| Food and Nutrition Bulletin Volume 17, Number 3, 1996 (UNU Food and Nutrition Bulletin, 1996, 104 pages) |
| Protein and amino acid requirements |
![]() | Human amino acid requirements: A re-evaluation |
If it can be accepted that the tentative new amino acid requirement values given in table 2 represent a better approximation of the minimal physiological needs for well-nourished, healthy subjects studied largely in North America, it is legitimate to ask whether the amino acid requirements of individuals in developing regions, particularly where protein and/or dietary lysine are likely to be more limiting, are similar to or different from those given above. Although the current international FAD/WHO/UNU [9] amino acid requirement values, based largely on studies conducted in young adult American subjects, are recommended for application worldwide, our reassessment of the requirements for indispensable amino acids emphasizes the need to consider this nutritional-metabolic issue more critically than hitherto.

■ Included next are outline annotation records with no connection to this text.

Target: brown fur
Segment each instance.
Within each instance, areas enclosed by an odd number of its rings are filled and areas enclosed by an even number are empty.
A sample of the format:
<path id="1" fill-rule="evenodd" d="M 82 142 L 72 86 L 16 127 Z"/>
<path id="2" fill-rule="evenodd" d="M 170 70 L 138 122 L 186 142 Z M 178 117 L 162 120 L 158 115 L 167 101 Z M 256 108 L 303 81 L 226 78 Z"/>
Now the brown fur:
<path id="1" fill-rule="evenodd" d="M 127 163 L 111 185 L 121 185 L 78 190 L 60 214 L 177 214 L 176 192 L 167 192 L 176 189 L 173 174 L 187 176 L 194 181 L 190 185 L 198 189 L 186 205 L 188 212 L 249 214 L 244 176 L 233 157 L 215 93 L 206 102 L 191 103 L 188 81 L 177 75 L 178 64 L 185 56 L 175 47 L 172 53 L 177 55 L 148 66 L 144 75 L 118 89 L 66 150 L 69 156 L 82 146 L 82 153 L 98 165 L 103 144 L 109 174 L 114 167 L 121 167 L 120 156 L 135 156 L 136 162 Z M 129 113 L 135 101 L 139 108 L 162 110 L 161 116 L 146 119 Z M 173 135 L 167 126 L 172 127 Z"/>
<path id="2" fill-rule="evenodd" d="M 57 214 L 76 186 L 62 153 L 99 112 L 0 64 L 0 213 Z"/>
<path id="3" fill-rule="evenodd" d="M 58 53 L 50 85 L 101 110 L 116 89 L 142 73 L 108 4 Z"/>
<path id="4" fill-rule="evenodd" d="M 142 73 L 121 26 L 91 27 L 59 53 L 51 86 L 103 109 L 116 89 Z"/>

Unfortunately, there have not been any relevant 13C-tracer studies in subjects outside North America that directly explore this important practical issue. Hence, the Global Cereal Fortification Initiative (GCFI) of Ajinomoto Co., Inc., and Kyowa Hakko Kogyo Co., Ltd., Japan, is now sponsoring a multicentre study designed to confirm our new estimate of the lysine requirements of healthy adults (table 2) and its applicability in other populations. The results to be obtained from these studies within one or two years are expected to give a reasonable indication of the approximate minimum lysine needs of healthy Indian and Thai young adults, whose usual lysine intake levels are likely to be below those of the US subjects that we studied at MIT. This is an exciting and important development with profound implications for international nutritional and metabolic investigation and the value of studies on nutritional requirements in humans.
Furthermore, there are few relevant data that can be used to predict whether the indispensable amino acid needs, and the lysine requirements in particular, are similar or different among these various population groups. Studies of obligatory nitrogen losses in US [60-62], Chinese (Taiwan Province) [63], Indian [64], Nigerian [65, 66], and Japanese [67] men reveal that they are remarkably uniform [68]. This implies similar OAALs and similar dietary requirements for indispensable amino acids [5]. This would be so unless there were evidence that the efficiency of specific amino acid retention differed among apparently similar subjects in the population groups. According to FAO/WHO/UNU [9], nitrogen balance studies have not revealed any striking differences in estimates of total protein requirements, in relation to body cell mass, in studies of well-nourished subjects in different countries. Earlier studies suggesting that Nigerian men of low income are adapted to low-protein diets and utilize dietary protein more efficiently [65, 69] than, for example, US students [61] are not appropriate to answer this question. Indeed, they are probably flawed because the nitrogen balance results in the subjects studied indicated that they were depleted and that they were undergoing a body protein repletion response to the good diet given during the course of the experiments. Later studies in young Nigerian adult males [70] indicate that at maintenance nitrogen intakes, the efficiency of dietary protein utilization is essentially the same as that for caucasian and Asian subjects.
In summary, it seems rather unlikely that there would be any major differences in the minimal physiological requirements for lysine among groups of normal healthy adults of different genetic, nutritional, and environmental background. The ongoing GCFI-sponsored multicentre studies should provide evidence to support or refute this view. Thus, the GCFI study is potentially of great practical and international significance, and it is the authors' hope that there soon will be a broader appreciation for this fact by national and multinational authorities concerned with improving the nutritional well-being of underprivileged populations worldwide.